Certo, Richard di classe ne ha da vendere ed è fuori di dubbio la sua capacità di scrivere canzoni formalmente impeccabili e (quasi) mai noiose con estrema naturalezza, ma ancora non è riuscito a mettere insieme un album capace di spiccare davvero il volo e diventare qualcosa di più di un dignitoso, ma prescindibile, prodotto di rapido consumo. E non c'è riuscito nemmeno stavolta, con questa nuova raccolta di ballate dal forte accento soul, nelle quali gli anni Novanta e il britpop (in senso buono), che i Verve segnarono con insuperata classe, sono soltanto un vago ricordo, nonostante in apertura ci accolga la frizzante e trascinante elettricità di "Why Not Nothing", di gran lunga la miglior canzone dell'album.
Peccato che Richard inciampi subito in un brano nato già vecchio come "Music Is Power" (e già il titolo…), una minestrina riscaldata stile Motown da dimenticare in fretta. E le sorti dell'album non vengono risollevate dallo scialbo singolo "Break the Night with Colour" e dalle obbligatorie ballatone, come "Words Just Get In The Way" e l'ancor più melensa "Why Do Lovers". Tutti brani privi di mordente, salvati soltanto da arrangiamenti particolarmente curati e raffinati (anche troppo nella zuccherosa "Sweet Brother Malcolm"), e dalle sempre più convincenti doti canore di Ashcroft.
Ma la sua scrittura difetta, e non poco, di personalità nei momenti che si vorrebbero più intensi, come "Cry Til The Morning", brano che rispolvera il fantasma dei Verve nei loro momenti però meno originali. Alla fine c'è "A Simple Song" in cui finalmente Ashcroft riesce a mettere a fuoco lo stile a cui ambisce, trovando il giusto equilibrio tra i suoi modelli di riferimento e i venti o trent'anni di musica che sono venuti dopo, mentre la title track indovina l'atmosfera più affascinante e la giusta tensione drammatica, senza avvicinarsi tuttavia nemmeno minimamente al suo capolavoro "Check The Meaning" (dal precedente album "Human Conditions").
Ma è significativo come sia la conclusiva "World Keeps Turning", che è la canzone più radiofonica e prevedibile, a essere anche la più felice e l'unica che insieme a "Why Not Nothing" riesca a sopravvivere, almeno un po', nella memoria.
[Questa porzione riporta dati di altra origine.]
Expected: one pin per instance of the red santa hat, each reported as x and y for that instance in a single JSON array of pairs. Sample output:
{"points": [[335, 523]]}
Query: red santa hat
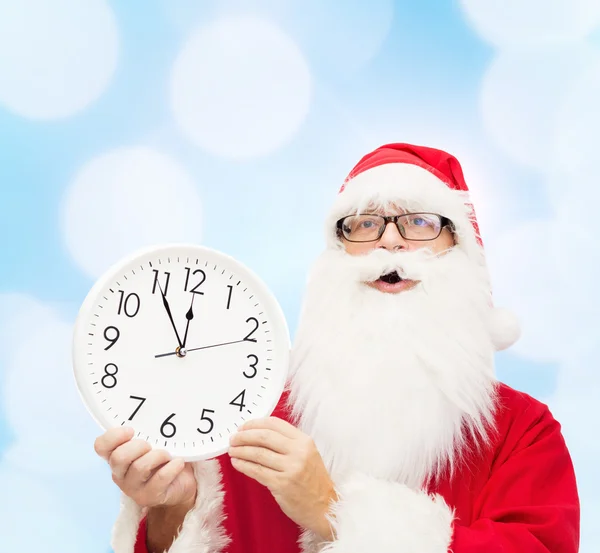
{"points": [[419, 178]]}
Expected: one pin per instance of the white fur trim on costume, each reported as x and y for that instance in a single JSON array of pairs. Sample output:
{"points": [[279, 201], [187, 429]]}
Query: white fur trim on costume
{"points": [[412, 187], [202, 530], [504, 328], [374, 515]]}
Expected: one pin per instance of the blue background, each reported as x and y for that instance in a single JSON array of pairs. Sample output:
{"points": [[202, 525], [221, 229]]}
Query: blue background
{"points": [[518, 112]]}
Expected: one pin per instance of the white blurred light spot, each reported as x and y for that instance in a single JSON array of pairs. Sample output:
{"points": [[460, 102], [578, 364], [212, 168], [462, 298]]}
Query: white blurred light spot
{"points": [[240, 88], [55, 57], [521, 96], [124, 200], [53, 431], [518, 23]]}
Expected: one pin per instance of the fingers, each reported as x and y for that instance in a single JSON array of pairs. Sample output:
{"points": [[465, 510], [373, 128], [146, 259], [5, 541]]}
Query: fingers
{"points": [[111, 439], [260, 456], [144, 467], [273, 423], [262, 437], [262, 475], [121, 459], [160, 482]]}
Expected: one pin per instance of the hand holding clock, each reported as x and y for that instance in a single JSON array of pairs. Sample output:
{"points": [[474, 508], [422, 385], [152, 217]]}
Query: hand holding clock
{"points": [[270, 451], [286, 461], [151, 477]]}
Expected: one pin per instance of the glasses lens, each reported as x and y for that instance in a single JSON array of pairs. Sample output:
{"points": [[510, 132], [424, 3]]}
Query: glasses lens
{"points": [[421, 226], [362, 228]]}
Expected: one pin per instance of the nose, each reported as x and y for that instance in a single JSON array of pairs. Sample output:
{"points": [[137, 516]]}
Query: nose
{"points": [[391, 239]]}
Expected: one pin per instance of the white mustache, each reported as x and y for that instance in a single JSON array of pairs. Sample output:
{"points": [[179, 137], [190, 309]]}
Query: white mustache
{"points": [[415, 265]]}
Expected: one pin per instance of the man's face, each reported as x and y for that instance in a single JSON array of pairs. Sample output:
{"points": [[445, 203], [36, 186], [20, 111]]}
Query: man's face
{"points": [[393, 241]]}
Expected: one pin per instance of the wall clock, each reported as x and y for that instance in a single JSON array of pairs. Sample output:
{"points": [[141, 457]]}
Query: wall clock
{"points": [[184, 344]]}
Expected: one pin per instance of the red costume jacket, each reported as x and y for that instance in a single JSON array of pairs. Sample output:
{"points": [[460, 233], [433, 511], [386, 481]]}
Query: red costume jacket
{"points": [[517, 496]]}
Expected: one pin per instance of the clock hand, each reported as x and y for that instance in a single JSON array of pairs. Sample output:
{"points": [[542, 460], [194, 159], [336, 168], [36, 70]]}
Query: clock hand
{"points": [[203, 347], [166, 304], [189, 316]]}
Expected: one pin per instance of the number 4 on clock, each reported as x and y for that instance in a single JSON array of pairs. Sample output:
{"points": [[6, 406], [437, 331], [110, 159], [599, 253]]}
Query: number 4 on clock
{"points": [[241, 397]]}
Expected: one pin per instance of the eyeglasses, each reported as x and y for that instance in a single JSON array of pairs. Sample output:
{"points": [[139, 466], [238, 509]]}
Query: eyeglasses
{"points": [[369, 227]]}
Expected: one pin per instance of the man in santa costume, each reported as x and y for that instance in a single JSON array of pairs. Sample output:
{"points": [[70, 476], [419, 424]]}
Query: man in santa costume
{"points": [[394, 435]]}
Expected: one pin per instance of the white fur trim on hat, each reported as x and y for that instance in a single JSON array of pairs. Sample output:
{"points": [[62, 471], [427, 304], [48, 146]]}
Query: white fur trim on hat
{"points": [[411, 187], [202, 530], [505, 329], [385, 517]]}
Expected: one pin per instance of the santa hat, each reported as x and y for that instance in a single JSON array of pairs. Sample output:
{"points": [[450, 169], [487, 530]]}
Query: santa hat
{"points": [[420, 179]]}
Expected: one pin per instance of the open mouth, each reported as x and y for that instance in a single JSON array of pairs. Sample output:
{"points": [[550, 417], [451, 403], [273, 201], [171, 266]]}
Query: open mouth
{"points": [[391, 278]]}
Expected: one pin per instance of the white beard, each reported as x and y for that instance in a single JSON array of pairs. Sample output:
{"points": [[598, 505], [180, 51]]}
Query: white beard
{"points": [[394, 385]]}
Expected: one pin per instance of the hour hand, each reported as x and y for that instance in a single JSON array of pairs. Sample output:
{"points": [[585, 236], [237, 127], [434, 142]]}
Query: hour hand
{"points": [[189, 316], [168, 309]]}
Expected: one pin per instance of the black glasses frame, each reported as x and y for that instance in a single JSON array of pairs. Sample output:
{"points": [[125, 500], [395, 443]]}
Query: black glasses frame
{"points": [[444, 222]]}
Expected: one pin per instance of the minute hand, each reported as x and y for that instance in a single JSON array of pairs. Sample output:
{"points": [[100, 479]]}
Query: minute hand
{"points": [[166, 304], [203, 347]]}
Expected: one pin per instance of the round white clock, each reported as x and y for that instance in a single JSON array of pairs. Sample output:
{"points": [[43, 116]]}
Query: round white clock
{"points": [[184, 344]]}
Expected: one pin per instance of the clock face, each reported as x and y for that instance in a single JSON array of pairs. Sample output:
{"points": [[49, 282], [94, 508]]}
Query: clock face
{"points": [[184, 344]]}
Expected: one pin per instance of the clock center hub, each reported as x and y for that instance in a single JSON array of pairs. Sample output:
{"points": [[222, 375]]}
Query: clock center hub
{"points": [[181, 352]]}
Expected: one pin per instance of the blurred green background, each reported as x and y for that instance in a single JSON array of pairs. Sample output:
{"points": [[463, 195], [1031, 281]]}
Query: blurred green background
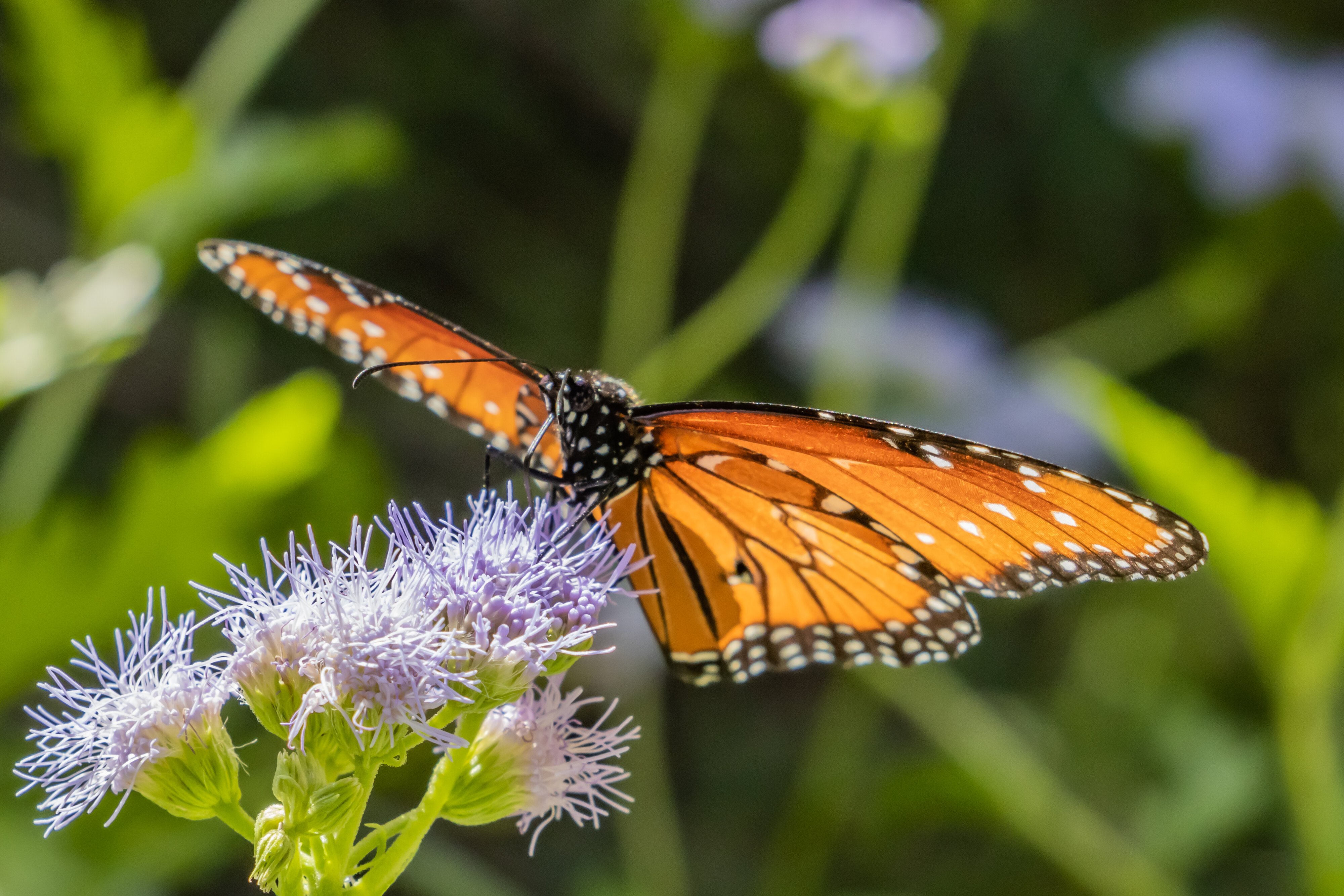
{"points": [[1011, 245]]}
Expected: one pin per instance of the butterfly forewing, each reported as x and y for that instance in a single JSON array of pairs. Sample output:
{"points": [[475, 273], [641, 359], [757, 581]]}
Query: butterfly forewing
{"points": [[784, 537], [369, 326]]}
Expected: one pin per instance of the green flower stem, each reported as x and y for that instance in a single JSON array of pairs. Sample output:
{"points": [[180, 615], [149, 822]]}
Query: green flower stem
{"points": [[241, 54], [897, 176], [825, 791], [388, 868], [653, 213], [237, 817], [733, 317], [886, 210], [1307, 699], [333, 879], [377, 838], [1027, 795], [884, 219], [49, 430]]}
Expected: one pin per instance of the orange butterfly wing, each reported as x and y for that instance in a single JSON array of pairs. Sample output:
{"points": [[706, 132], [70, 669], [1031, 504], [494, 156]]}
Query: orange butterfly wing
{"points": [[786, 537], [369, 326]]}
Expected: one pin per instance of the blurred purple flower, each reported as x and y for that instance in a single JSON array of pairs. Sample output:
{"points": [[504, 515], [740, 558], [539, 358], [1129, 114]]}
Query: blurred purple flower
{"points": [[888, 38], [1259, 120], [935, 367]]}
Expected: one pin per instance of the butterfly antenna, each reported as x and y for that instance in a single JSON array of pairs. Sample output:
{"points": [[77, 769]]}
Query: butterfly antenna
{"points": [[378, 369]]}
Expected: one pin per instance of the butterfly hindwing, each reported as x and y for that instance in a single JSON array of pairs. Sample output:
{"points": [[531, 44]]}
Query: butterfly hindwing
{"points": [[369, 326], [857, 539]]}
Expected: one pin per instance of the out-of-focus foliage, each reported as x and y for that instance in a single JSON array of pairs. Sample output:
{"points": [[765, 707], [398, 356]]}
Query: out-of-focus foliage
{"points": [[171, 510], [93, 101]]}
Significativo di come questo sia finora il disco più debole della carriera solista dell'ex-Verve, come se alla prova del terzo album e con alle spalle il suo lavoro migliore, il nostro si sia ritrovato indeciso se darsi una bella ridimensionata o portare ancora più in alto le sue ambizioni. Ma purtroppo qui ci sono solo poche e vaghe idee, bellissimi arrangiamenti, tante belle parole e niente più di due o tre canzoni da conservare, e nemmeno con troppa cura.
Ossessionato da un'idea di classicità che purtroppo in questo caso fa rima soltanto con sterile inattualità, Ashcroft non riesce a costruirsi una personalità forte che gli permetta di stare al passo non solo coi tempi, ma anche col suo passato. È evidente come Richard sia sinceramente entusiasta di suonare la musica che più gli piace, e per come lo fa si merita ancora rispetto, ma è meglio che corra in soffitta a recuperare il suo talento prima che si accumuli troppa polvere anche su di lui.